I have heard it said that one can not watch a soap opera for several months and still pick up again almost immediately and know what is going on. As an extreme example, I once mentioned to a soaps fan the two episodes I had seen of something in the 1970's or early 80's. I don't even remember the show, but someone asked a detective if he had any suspects for the (supposed) murder of Marco Dane. The detective tossed down the phone book and said "Anyone who knew Marco Dane for more than fifteen minutes had a reason to kill him." I thought it was a great line. I saw part of the show again a year later, and Marco Dane's murder was still prominent in the plot.
I said this to my fan friend sometime in the last few years. She told me that Marco Dane was back.
I had much the same feeling being away from the news and the blogs for a week while I was in Houston. On a TV screen in a restaurant, the crawl said that Al Gore had won the Nobel Peace Prize. Well of course. Why read the papers or log onto the blogs about it? The detail of Gore (and later, I learned, the IPCC) getting the prize was only a small part of the larger pattern of how Eurocrats think and act. It's hardly worth even mentioning.
Alfred Nobel's will specifies that a peace prize be given to someone who "shall have done the most or the best work for fraternity between the nations, for the abolition or reduction of standing armies and for the holding and promotion of peace congresses". This is the recipe that people of good will a hundred years ago thought would work. If we could just have more peace congresses...if we could get everyone to throw away weapons or reduce armies...if we all got together and did nice get-along things... Imagine there's no countries, and all that. The award-givers were true to their charge. They gave the award to someone who still believes that those things would work if we just tried hard enough. Gore actually isn't such a great choice, because he is less of a wussy pacifist than they would like to pretend. He just sounds that way when he gets rolling on climate change.

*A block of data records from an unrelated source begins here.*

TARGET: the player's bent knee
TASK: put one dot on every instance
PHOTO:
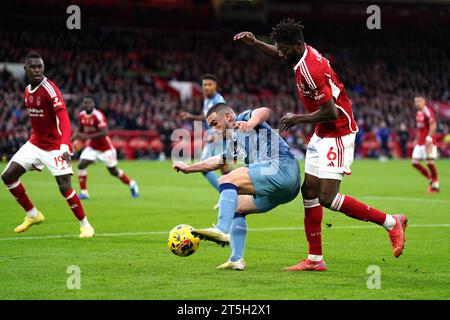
(308, 192)
(326, 199)
(7, 178)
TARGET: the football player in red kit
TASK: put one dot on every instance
(425, 143)
(94, 129)
(330, 150)
(48, 146)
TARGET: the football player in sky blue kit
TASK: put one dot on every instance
(211, 98)
(271, 176)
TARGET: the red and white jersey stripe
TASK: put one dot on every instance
(317, 84)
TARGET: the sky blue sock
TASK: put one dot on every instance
(227, 206)
(211, 176)
(238, 234)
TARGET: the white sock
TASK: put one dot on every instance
(32, 213)
(315, 258)
(390, 222)
(84, 222)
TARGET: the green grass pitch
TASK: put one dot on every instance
(129, 258)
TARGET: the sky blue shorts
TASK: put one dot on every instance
(275, 182)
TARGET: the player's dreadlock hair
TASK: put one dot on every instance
(287, 31)
(33, 54)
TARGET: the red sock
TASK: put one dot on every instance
(18, 191)
(357, 210)
(82, 179)
(313, 225)
(75, 204)
(433, 171)
(422, 170)
(123, 177)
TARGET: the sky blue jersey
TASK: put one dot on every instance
(260, 144)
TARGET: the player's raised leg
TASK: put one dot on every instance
(395, 225)
(82, 177)
(75, 205)
(11, 180)
(236, 181)
(119, 173)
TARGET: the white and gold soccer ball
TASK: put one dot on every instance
(182, 242)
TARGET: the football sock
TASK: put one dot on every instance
(123, 177)
(433, 171)
(84, 222)
(211, 176)
(313, 226)
(18, 191)
(238, 234)
(421, 169)
(82, 179)
(32, 213)
(75, 204)
(358, 210)
(227, 206)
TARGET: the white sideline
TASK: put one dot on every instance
(148, 233)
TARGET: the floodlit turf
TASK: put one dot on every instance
(129, 258)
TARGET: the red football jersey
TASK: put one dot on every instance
(317, 83)
(423, 119)
(93, 123)
(42, 103)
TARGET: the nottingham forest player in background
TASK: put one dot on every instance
(48, 146)
(93, 127)
(425, 144)
(330, 150)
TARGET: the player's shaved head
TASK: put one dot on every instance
(219, 108)
(33, 55)
(220, 117)
(287, 31)
(209, 85)
(34, 67)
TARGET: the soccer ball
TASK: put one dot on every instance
(182, 242)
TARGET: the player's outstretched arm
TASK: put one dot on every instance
(191, 117)
(249, 39)
(209, 164)
(327, 112)
(64, 126)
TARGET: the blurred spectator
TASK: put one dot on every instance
(403, 138)
(383, 135)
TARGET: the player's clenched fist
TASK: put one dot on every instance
(245, 36)
(181, 166)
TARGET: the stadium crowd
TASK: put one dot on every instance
(124, 68)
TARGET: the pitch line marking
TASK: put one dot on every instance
(148, 233)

Climate change isn't about peace, exactly, but there are similarities. That whole fraternity among nations thing fits well, and so do the environmental conferences, which are like peace conferences in many ways. A minuscule subgroup of many nations gets together and agrees what everyone else should do. Nations which have no good intentions toward anyone else get invited and condemn the same people in your rich nation that you do. That, my friend, is fraternity. The Nobel committee rewards people who support their belief in this outdated and patently stupid process. The Eurocrats and many Americans still believe in this process because they can imagine a story how it should work. If everyone reduced their standing armies (or their nuclear weapons), they can se how that would probably maybe mean less war. If nations did fraternal things and all pulled together, then it would stand to reason that they would all like each other better and stop fighting. Wouldn't it? Can't you just picture it? And peace congresses! What could be better? If all these folks could just sit at the same table they would all see how human everyone else is and they'd go home and tell the others how this can all be talked out.
That belief is a failed god, however much people want to prop up the corpse and worship it.

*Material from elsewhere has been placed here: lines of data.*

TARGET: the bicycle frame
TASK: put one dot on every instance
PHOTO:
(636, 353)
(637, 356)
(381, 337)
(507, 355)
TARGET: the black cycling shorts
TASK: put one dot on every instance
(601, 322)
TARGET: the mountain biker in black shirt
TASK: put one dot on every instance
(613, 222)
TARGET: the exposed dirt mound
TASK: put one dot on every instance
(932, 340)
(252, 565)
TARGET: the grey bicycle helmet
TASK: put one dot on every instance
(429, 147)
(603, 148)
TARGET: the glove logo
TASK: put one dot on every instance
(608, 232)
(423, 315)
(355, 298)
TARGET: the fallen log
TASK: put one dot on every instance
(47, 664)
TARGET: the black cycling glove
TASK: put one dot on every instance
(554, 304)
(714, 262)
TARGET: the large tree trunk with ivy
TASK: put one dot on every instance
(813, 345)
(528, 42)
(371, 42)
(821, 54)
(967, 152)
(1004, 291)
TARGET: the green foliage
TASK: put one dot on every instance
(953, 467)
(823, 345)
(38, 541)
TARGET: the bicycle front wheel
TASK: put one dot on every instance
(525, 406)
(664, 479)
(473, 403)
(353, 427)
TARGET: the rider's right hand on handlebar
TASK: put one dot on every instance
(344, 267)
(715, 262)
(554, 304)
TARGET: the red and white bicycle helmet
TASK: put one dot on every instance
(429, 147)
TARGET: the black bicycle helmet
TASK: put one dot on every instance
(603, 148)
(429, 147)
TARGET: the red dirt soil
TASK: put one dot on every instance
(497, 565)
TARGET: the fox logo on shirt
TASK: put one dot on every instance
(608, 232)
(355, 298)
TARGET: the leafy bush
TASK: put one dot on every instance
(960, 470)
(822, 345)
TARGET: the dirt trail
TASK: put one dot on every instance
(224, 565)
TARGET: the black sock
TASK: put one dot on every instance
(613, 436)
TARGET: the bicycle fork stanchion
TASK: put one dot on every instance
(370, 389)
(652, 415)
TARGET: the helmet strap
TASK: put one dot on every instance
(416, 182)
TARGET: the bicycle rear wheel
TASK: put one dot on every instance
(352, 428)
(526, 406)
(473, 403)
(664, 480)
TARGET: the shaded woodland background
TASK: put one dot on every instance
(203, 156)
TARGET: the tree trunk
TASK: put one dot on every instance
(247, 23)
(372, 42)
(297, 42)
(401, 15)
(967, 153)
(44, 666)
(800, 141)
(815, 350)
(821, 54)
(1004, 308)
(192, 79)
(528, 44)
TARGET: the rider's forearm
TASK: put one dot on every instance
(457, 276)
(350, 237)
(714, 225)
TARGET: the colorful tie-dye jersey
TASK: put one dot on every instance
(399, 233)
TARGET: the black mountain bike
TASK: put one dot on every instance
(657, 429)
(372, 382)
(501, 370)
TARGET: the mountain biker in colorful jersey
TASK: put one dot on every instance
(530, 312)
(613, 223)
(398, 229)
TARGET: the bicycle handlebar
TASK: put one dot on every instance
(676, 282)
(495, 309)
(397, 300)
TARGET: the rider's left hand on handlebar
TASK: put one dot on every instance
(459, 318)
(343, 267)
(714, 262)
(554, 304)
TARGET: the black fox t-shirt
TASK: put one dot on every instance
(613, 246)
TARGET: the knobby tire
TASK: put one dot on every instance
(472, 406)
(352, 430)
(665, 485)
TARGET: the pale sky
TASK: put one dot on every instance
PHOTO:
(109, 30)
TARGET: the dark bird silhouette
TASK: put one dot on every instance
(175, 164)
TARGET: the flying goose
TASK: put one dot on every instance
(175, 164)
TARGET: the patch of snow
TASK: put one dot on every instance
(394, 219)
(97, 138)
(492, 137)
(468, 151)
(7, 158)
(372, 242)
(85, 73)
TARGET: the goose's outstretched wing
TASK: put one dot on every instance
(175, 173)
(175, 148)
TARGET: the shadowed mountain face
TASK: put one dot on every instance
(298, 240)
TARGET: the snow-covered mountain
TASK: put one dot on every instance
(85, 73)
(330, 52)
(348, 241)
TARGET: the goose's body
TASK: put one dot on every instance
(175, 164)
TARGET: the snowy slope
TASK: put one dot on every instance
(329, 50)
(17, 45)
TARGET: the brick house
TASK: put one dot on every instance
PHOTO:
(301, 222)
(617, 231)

There isn't really much contradiction in giving the peace prize to environmentalists. The Nobel committee has been wandering farther afield for years, giving awards to various do-gooders who are killing people. If you check the list, you will see that UN committees and officials win this award frequently. It's also a good peace-career move if you found a group that talks about peace (or, y'know, other good stuff) to governments a lot, or are a religious leader who says nice things about peace.
The most deserving recipient of the Nobel Peace Prize was farther afield than even Gore or Jimmy Carter are. 1970 winner Norman Borlaug saved an estimated one billion people from starvation.
Yassar Arafat, on the other hand, won the award in 1994 in the more traditional way: he went to meetings about peace.